Между тем, по меткому выражению Наума Коржавина, кони все скачут и скачут, а избы горят и горят… А битая русская баба, по крайней мере в своей литературной ипостаси, с недюжинным упорством все везет и везет небитого, которому, видно, все недосуг ни на пожар, ни на какое другое экстремальное дело.
Можно, конечно, сказать, что это вопрос не к автору “Рыбы” — мол, такова действительность, он лишь ее добросовестный фиксатор. Однако почему-то же избрал он именно такой сюжет — о выносливой смиреннице, русской народной страстотерпице, что-нибудь же хотел он этим сказать?
И тут приходится признать: парадигма русской культуры до сих пор навязывает такой образ идеальной женщины — мученицы и святой, выносящей на своих плечах все, так сказать, свинцовые мерзости и прочее… Так что современный прозаик, ориентированный на создание положительного женского персонажа, в какой-то мере вынужден (если только он, паче чаяния, не гений, способный перешагивать все мыслимые и немыслимые границы) на него равняться.
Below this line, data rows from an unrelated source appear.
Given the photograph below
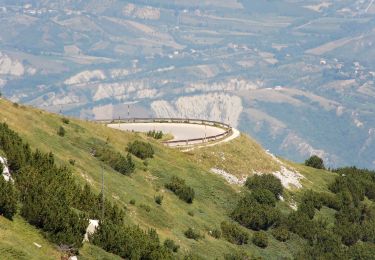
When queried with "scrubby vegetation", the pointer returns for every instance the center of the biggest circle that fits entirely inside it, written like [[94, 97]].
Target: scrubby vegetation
[[116, 160], [315, 162], [51, 200], [171, 245], [130, 242], [233, 233], [256, 209], [179, 187], [61, 131], [155, 134], [141, 149], [260, 239], [8, 197], [265, 182], [193, 234]]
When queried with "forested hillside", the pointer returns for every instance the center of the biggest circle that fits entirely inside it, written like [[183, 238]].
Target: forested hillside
[[160, 203]]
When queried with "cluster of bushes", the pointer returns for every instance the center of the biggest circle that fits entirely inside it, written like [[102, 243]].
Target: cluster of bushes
[[353, 233], [130, 242], [256, 210], [61, 131], [155, 134], [260, 239], [52, 201], [315, 162], [192, 234], [171, 245], [116, 160], [179, 187], [141, 149], [8, 197], [233, 233]]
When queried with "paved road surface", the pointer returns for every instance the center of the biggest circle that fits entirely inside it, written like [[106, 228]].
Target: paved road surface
[[180, 131]]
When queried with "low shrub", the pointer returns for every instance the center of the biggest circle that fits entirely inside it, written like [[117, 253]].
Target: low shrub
[[281, 234], [251, 214], [216, 233], [171, 245], [147, 208], [61, 131], [8, 197], [233, 233], [267, 182], [141, 149], [183, 191], [65, 120], [158, 199], [192, 234], [239, 255], [260, 239], [263, 196], [116, 160], [315, 162], [155, 134]]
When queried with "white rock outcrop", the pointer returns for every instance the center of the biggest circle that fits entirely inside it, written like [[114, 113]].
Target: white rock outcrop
[[6, 173], [93, 225], [86, 77], [9, 66], [212, 106]]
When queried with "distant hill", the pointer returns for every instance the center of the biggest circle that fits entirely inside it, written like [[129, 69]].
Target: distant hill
[[296, 76], [216, 175]]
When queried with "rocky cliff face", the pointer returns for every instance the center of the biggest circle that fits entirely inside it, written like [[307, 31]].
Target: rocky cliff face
[[297, 77]]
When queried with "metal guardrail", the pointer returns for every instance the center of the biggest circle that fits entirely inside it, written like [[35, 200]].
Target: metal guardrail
[[177, 120]]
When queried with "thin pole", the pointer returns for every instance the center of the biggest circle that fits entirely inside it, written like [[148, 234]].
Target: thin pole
[[102, 193]]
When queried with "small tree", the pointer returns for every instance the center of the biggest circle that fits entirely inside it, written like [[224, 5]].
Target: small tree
[[192, 234], [315, 162], [141, 149], [61, 131], [158, 199], [265, 181], [171, 245]]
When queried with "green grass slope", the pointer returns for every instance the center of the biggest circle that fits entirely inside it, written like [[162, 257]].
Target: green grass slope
[[214, 196]]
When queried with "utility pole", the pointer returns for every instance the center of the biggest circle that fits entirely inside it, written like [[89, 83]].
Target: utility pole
[[102, 192]]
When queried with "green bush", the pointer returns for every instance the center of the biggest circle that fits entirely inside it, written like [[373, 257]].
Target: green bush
[[216, 233], [251, 214], [233, 233], [267, 182], [129, 242], [65, 120], [263, 196], [192, 234], [179, 187], [158, 199], [154, 134], [147, 208], [8, 197], [141, 149], [238, 255], [281, 234], [117, 161], [171, 245], [61, 131], [260, 239], [315, 162]]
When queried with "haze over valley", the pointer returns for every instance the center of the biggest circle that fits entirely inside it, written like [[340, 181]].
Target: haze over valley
[[298, 75]]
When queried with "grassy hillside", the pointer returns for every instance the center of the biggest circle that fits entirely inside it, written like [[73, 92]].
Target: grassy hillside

Но так ли уж хороша — на самом-то деле — эта бессловесная терпеливица? Не в ней ли самой кроется если не корень, то хотя бы некоторая часть роковых проблем? Не оказывает ли развращающего влияния эта бесконечная покорность хоть бы на того же все более и более распоясывающегося мужа, который подле нее неуклонно превращается в животное (ненавистное героине, но для чего-то терпимое ею)? При том, что, как сама же она признается, воздействие этого тягостного общения разрушает и обезволивает (у нее на глазах!) личность младшего сына, что в конце концов толкает юношу на самоубийство. Для чего было столько ждать, калечить жизнь и себе и детям, почему бы не взбунтоваться, не разорвать противоестественный союз — столько лет испытывая омерзение и презирая и тем самым только усугубляя падение ненавистного?
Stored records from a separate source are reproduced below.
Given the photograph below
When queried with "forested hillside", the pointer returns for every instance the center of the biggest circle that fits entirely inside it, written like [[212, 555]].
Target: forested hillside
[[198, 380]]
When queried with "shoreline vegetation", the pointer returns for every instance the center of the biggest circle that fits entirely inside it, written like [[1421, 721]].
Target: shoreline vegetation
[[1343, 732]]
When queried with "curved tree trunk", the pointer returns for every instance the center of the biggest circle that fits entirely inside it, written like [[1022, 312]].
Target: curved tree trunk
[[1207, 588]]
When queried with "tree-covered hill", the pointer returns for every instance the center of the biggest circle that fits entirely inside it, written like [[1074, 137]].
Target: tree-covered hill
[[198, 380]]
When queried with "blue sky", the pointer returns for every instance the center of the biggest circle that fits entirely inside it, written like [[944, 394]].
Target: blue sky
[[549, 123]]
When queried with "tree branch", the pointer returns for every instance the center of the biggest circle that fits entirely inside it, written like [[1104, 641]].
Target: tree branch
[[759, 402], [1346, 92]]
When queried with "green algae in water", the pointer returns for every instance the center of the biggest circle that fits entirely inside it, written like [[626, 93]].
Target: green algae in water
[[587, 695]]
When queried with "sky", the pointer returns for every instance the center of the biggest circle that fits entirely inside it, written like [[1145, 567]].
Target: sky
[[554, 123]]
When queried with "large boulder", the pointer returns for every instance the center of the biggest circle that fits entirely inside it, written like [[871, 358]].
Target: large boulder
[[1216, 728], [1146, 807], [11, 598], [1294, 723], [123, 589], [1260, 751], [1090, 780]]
Нет, не будем спорить, такое возможно, очень возможно, но для чего все-таки показывает нам это автор? Рискнем предположить, что ответ на этот вопрос может дать еще один, покуда почти не обсуждаемый нами план — метафорический. Ну, то, что Россия рифмуется у нас с рыбой (в смысле — началом женским, таинственным и неизъяснимым, иррациональным и одновременно живущим некой особой, преимущественно возвышенной жизнью), — это азбука. Стало быть, нашу героиню можно интерпретировать и как своего рода символ. Тогда получается, что ее многострадальная судьба (и снова не забудем подзаголовок!) — не что иное, как аллегория судьбы страны. Так сказать, в целом. Насчет же целительного дара — или по крайней мере стремления помогать страждущим — приходится допустить версию разделения в авторском сознании страны (женщины) и государства (мужчины): первая — как эйдос, что ли, — сострадательна и в существе своем привлекательна и добра, второе же — персонифицированное в жестоком насильнике и невротике с комплексом неполноценности — представляет ей очевидную антитезу.
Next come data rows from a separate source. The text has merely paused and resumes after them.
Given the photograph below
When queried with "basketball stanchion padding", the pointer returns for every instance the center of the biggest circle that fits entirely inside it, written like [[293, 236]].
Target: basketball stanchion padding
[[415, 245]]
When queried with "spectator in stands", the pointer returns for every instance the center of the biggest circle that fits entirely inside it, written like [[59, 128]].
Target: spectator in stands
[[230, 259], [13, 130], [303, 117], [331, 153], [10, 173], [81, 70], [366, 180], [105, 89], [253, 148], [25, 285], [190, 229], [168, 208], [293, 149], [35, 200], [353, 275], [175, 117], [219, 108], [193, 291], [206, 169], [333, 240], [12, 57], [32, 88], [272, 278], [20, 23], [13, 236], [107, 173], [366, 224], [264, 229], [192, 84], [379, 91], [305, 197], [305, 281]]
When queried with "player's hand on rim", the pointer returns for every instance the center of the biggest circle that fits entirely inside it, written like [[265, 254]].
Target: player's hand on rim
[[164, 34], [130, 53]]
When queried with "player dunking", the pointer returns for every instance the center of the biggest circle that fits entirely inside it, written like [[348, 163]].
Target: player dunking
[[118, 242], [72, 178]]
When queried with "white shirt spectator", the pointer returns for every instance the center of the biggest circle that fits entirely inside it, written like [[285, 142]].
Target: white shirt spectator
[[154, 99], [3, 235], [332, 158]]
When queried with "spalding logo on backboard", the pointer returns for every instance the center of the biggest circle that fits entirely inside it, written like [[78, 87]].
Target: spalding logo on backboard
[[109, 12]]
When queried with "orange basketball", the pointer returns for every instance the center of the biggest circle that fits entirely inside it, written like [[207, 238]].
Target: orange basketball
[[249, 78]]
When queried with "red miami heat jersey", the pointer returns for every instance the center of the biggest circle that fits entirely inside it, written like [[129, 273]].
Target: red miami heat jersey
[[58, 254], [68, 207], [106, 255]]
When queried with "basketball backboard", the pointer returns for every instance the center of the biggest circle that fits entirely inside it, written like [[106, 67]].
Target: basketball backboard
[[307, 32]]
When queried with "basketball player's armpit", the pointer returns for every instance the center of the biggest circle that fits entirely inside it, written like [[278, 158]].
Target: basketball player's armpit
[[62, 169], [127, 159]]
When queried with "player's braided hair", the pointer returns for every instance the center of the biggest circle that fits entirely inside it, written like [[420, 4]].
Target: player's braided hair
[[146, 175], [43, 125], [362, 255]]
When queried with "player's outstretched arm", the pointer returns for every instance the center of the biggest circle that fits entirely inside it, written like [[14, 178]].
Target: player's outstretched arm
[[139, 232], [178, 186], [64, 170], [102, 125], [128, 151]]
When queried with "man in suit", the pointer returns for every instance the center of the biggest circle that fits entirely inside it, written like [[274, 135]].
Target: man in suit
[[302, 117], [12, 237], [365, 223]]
Заметим попутно, что с самых окраин империи героиня в конце концов прибывает в Москву, где, кажется, находит наиболее приемлемый способ существования. Во всяком случае, наконец успокаивается и больше никуда не рвется. В финале ей, между прочим, предлагают хорошее место в Италии. Но в Италию она не торопится — собирается “сидеть” с собственной внучкой. Это отлично укладывается в логику метафорических интерпретаций — видимо, Алешковский не вполне пессимист, раз не допускает, чтобы душа отделилась от тела (выехала за границы государства).
Теперь можно попытаться ответить на вопрос, зачем (в данном случае) автору понадобилась имитация простодушного высказывания. Во-первых, конечно, он сразу же выиграл в искренности. Рассказ от себя, от третьего лица, мог бы “формализовать” историю, неизбежно потребовав рационализировать поступки, мотивировки и детали. Здесь же есть известное очарование непосредственного переживания, и автор иногда находит очень верный путь для передачи такого образа. (Иногда, впрочем, эта изначально заданная “выдуманность” играет с ним злые шутки, как, например, в случае, когда, плутая по осеннему лесу, героиня вдруг видит побитые морозом опята и “похожие на сгустки столярного клея” — ах, как порой хочется автору нелегально выглянуть из-за плеча своей наивной повествовательницы! — сморчки, растущие исключительно ранней весной…) Во-вторых, вероятно, просто интересно ставить перед собой сложные в литературном отношении задачи. А воссоздать тип чужеродного сознания — задача не из легких.